Rafael Mariano, chairman of KMP, said millions of women farmers in the country suffer the double burden of landlessness and oppression against women. KMP issued a statement in time for the celebration of International Working Women’s Day on March 8.
KMP said that, although a significant number of women in the countryside take part in agriculture production, they are often reduced as “mere statistics” of unpaid family workers.
“The dire situation of women farmers is worsened by landlessness and other exploitative conditions, including high land rent, expensive cost of production, lack of government support and subsidy to production, and lack of access to basic social services like health care and education.

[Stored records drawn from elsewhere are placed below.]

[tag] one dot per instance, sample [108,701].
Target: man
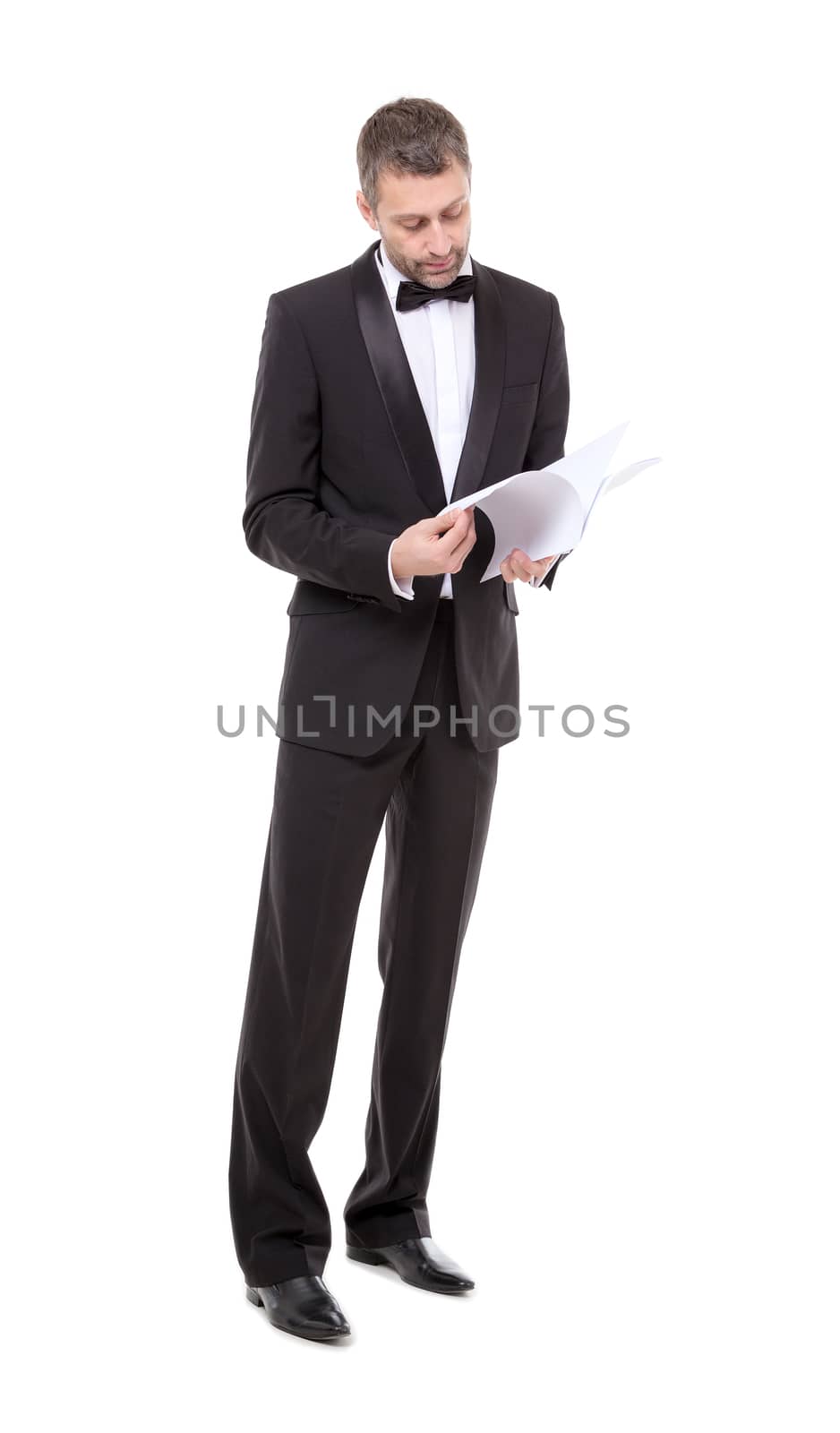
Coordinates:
[384,389]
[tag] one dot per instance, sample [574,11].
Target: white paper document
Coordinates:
[546,512]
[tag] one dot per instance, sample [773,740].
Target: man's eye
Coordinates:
[413,227]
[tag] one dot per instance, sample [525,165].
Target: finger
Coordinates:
[452,539]
[462,549]
[524,568]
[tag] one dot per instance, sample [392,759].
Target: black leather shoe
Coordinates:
[419,1263]
[301,1306]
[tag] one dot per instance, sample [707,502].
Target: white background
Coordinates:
[637,1157]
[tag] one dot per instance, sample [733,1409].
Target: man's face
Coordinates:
[424,222]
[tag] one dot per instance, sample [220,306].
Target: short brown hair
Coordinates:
[413,136]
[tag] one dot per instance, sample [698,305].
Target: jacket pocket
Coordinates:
[312,598]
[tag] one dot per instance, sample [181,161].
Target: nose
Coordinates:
[441,245]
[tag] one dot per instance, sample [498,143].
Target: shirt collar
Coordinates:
[391,277]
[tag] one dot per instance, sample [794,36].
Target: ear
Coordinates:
[365,210]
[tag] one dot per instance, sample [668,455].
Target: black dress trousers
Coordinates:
[434,792]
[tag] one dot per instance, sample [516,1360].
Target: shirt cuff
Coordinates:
[400,587]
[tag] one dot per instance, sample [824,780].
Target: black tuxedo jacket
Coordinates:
[341,460]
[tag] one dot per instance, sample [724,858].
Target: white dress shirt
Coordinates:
[441,348]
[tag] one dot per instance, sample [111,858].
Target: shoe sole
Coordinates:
[327,1336]
[372,1257]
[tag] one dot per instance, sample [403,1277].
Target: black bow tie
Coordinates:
[413,296]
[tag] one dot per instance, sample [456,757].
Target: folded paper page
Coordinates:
[546,512]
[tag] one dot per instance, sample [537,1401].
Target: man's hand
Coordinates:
[519,565]
[434,545]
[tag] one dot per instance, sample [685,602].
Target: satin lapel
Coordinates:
[491,344]
[396,382]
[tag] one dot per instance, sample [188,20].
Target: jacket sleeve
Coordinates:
[548,433]
[284,522]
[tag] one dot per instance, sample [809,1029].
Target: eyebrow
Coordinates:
[460,198]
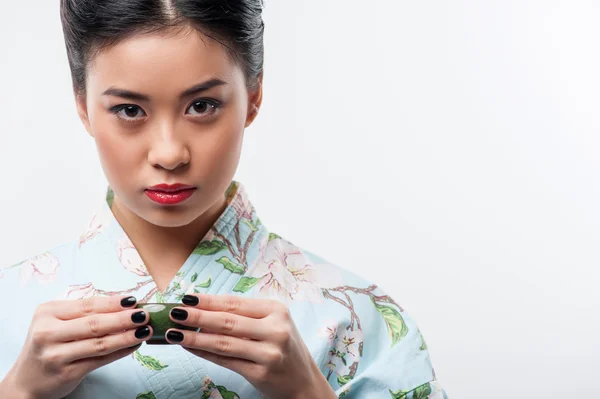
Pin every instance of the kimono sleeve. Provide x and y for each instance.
(381, 354)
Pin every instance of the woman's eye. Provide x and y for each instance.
(202, 107)
(129, 111)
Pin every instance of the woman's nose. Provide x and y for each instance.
(168, 151)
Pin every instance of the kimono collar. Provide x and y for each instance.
(217, 263)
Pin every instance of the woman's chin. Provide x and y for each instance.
(170, 217)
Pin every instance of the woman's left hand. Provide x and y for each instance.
(255, 338)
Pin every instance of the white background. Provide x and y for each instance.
(448, 151)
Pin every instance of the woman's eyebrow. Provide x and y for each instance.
(135, 96)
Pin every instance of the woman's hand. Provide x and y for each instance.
(69, 339)
(255, 338)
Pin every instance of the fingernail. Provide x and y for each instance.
(175, 336)
(128, 302)
(142, 332)
(179, 314)
(190, 300)
(138, 317)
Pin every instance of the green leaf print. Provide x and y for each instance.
(231, 266)
(246, 283)
(343, 380)
(424, 344)
(394, 321)
(227, 394)
(399, 394)
(422, 392)
(209, 247)
(205, 284)
(149, 362)
(249, 223)
(159, 297)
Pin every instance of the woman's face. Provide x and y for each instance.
(167, 109)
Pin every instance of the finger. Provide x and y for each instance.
(218, 344)
(240, 366)
(249, 307)
(99, 325)
(221, 323)
(103, 346)
(86, 366)
(73, 309)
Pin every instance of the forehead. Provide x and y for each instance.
(163, 61)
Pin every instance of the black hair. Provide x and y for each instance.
(89, 26)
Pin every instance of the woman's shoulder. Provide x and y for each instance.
(40, 272)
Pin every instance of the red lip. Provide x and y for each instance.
(170, 194)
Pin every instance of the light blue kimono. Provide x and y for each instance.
(363, 341)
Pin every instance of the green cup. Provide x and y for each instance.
(160, 321)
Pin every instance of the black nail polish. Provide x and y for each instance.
(128, 302)
(138, 317)
(179, 314)
(142, 332)
(175, 336)
(190, 300)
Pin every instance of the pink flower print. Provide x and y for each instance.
(286, 273)
(346, 351)
(243, 209)
(329, 332)
(130, 258)
(96, 226)
(80, 291)
(43, 267)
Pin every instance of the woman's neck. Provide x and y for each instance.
(165, 249)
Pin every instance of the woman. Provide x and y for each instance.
(166, 89)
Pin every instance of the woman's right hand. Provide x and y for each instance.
(69, 339)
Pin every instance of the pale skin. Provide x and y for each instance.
(169, 107)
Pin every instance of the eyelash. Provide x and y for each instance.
(216, 105)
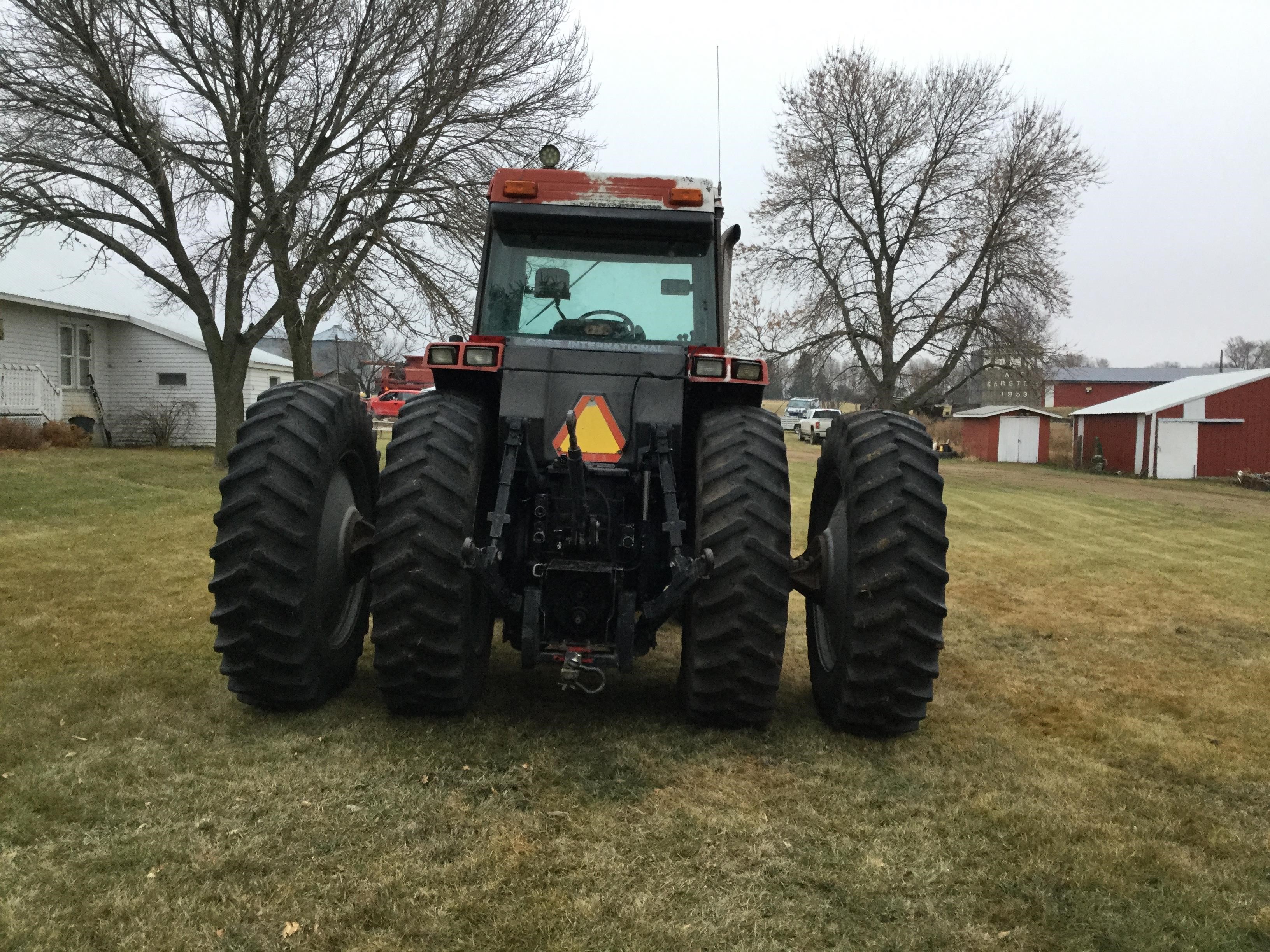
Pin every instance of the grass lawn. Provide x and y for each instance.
(1095, 774)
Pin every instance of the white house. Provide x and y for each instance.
(50, 352)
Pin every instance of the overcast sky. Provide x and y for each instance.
(1166, 261)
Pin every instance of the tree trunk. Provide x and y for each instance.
(228, 383)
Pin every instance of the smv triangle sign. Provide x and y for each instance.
(600, 438)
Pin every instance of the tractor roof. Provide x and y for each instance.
(604, 189)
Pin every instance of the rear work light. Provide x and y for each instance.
(686, 196)
(479, 356)
(524, 189)
(708, 366)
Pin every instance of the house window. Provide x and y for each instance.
(86, 356)
(68, 356)
(75, 355)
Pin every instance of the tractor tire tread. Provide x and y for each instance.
(735, 626)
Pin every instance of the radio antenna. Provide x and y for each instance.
(719, 121)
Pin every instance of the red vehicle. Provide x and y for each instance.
(390, 402)
(410, 375)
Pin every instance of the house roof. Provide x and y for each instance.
(261, 359)
(1123, 375)
(1179, 391)
(983, 412)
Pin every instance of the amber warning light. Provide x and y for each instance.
(523, 189)
(686, 196)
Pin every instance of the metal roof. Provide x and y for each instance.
(258, 356)
(1180, 391)
(1123, 375)
(983, 412)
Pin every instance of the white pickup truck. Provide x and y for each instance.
(797, 409)
(816, 426)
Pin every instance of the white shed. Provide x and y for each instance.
(50, 352)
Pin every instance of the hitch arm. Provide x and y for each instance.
(577, 481)
(486, 560)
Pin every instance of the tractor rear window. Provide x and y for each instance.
(597, 289)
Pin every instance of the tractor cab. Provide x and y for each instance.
(591, 464)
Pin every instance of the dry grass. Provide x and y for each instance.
(16, 434)
(1095, 774)
(65, 436)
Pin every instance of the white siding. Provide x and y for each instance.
(31, 336)
(138, 357)
(258, 381)
(128, 360)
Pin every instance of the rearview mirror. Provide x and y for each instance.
(552, 284)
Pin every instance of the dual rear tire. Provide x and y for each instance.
(294, 593)
(875, 635)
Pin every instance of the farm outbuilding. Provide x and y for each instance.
(1088, 386)
(1006, 434)
(1211, 426)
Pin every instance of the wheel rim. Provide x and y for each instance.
(830, 617)
(337, 593)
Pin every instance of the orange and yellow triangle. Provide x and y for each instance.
(600, 438)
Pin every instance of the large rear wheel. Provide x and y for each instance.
(293, 546)
(735, 625)
(875, 635)
(433, 621)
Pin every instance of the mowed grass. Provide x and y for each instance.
(1095, 772)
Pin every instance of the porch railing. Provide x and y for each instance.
(26, 390)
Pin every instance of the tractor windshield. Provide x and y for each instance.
(600, 289)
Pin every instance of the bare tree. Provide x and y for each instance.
(265, 160)
(1247, 355)
(917, 216)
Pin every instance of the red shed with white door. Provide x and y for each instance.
(1212, 426)
(1006, 434)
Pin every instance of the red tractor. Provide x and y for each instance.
(591, 464)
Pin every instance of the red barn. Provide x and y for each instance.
(1006, 434)
(1211, 426)
(1086, 386)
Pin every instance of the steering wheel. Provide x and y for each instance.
(628, 322)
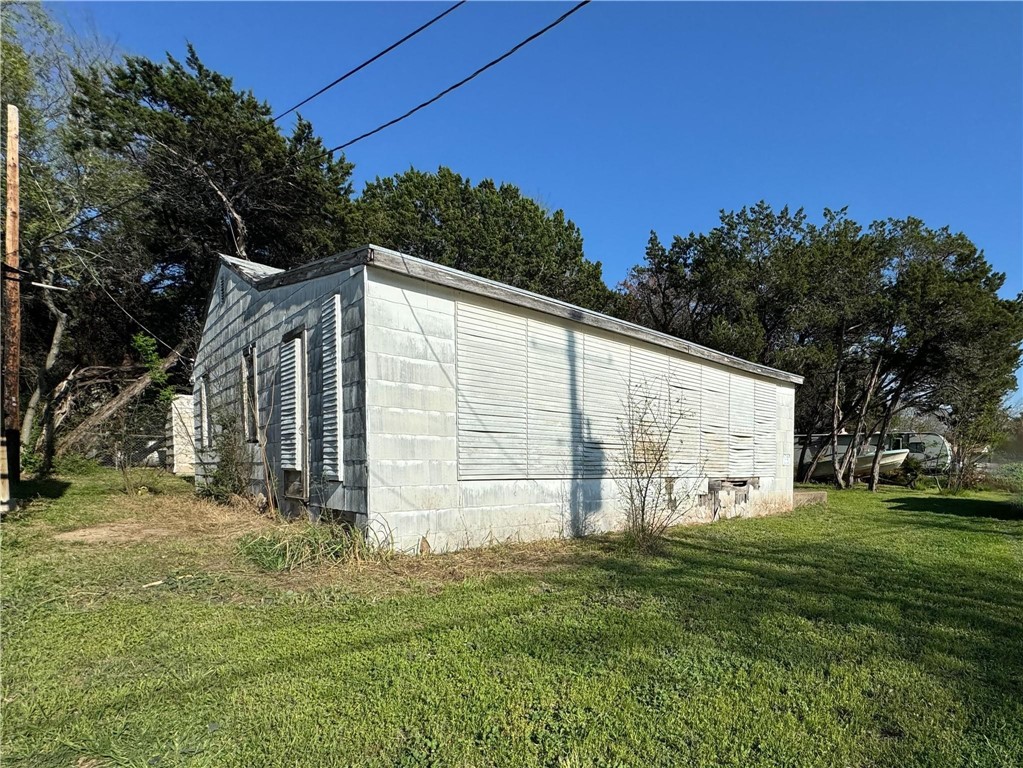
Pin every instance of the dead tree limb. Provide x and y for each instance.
(80, 434)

Women farmers also suffer from discrimination and sexual abuse,” Mariano said.
Citing government data, Mariano said that out of 4.3 million unpaid family workers in family-operated farms or businesses, 2.4 million, or 57 percent, are women.
Meanwhile, based on estimates released by the National Federation of Peasant Women or Amihan, five of 10 women working in agriculture do not receive any pay. Amihan said children working in farms and plantations also suffer the same fate.
Worse, women farmworkers receive 15 percent lower wages compared to their male counterparts, the group reported. “Women farmers are the face and living proof of rural poverty. As long as landlessness persists, women farmers will not be freed from the shackles of poverty enslaving them,” Mariano said.
Mariano took a jab at women presidentiables Grace Poe and Miriam Defensor-Santiago, who have yet to lay down their concrete platforms that will address the demands of women farmers. KMP said these demands include the implementation of a genuine agrarian reform.